Colombian Foreign Minister Resigns as Paramilitary Scandal Widens
Tuesday, February 20, 2007
BOGOTA, Colombia, Feb. 19 -- Colombia's foreign minister resigned on Monday as a growing scandal swept the country's political establishment, linking it to far-right paramilitary groups blamed for thousands of killings and other crimes.
María Consuelo Araújo announced her resignation four days after her brother, a senator, was jailed on charges of colluding with paramilitary groups and possible involvement in the kidnapping of a potential political rival. The Supreme Court also recommended that federal prosecutors investigate her father -- a former governor, federal lawmaker and agriculture minister -- in the kidnapping case.

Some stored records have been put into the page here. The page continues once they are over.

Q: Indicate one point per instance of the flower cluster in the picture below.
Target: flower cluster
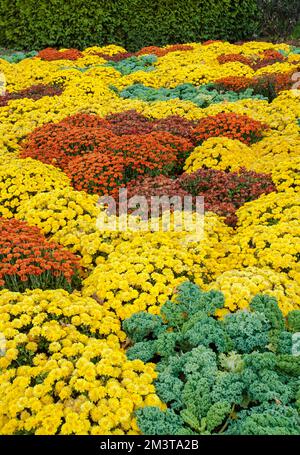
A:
(225, 192)
(21, 179)
(49, 54)
(233, 126)
(29, 261)
(220, 153)
(214, 119)
(64, 370)
(34, 92)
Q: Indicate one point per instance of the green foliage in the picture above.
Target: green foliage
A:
(27, 24)
(238, 375)
(202, 96)
(278, 17)
(132, 64)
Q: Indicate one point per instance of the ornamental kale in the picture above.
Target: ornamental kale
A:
(236, 375)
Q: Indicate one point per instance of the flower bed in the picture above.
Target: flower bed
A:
(83, 309)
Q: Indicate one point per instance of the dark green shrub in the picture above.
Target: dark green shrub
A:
(279, 17)
(130, 23)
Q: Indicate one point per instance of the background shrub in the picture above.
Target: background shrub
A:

"I clearly see the need for the judicial process to be free of interference, and my certainty in the innocence of my father and my brother obliges me to have the freedom to stand by them and support them," Araújo said in her resignation statement, which she read at a brief news conference.
Within hours, President Álvaro Uribe appointed Fernando Araújo, who escaped from six years in rebel captivity just six weeks ago, to the post. The two Araújos are not related.

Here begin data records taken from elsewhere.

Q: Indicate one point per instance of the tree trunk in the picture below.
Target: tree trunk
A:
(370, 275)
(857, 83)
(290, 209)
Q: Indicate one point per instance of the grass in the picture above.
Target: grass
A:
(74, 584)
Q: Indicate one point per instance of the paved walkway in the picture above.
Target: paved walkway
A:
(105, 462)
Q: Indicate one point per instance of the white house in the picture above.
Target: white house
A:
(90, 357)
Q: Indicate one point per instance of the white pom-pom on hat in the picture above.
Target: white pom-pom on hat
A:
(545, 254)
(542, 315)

Uribe had initially stuck by María Consuelo Araújo, whom he appointed six months ago. But concerns about Colombia's international image being tainted by her family's alleged close ties with the paramilitary fighters -- her cousin, the governor of her home state of Cesar, is also under investigation -- made her continuance in the post untenable.

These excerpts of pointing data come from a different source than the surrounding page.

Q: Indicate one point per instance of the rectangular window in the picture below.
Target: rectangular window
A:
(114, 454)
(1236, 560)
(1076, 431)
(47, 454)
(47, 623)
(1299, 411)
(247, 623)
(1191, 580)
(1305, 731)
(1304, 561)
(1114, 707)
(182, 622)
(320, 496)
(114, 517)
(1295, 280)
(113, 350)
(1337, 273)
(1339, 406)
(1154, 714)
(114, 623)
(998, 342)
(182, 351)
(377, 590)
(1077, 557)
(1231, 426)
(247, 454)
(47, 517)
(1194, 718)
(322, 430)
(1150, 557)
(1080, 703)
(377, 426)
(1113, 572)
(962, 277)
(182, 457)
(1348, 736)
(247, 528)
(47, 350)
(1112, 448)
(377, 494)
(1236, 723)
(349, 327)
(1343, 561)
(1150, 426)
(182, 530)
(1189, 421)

More than 60 federal and regional politicians, almost all of them from the Caribbean coast region, are being questioned by the Supreme Court. The opposition is calling for early congressional elections, asserting that infiltration by the paramilitary groups is so great that the legislative body has lost credibility.
All of those arrested are close political allies of Uribe, who remains popular for having tamed violence in Colombia's major cities since 2002.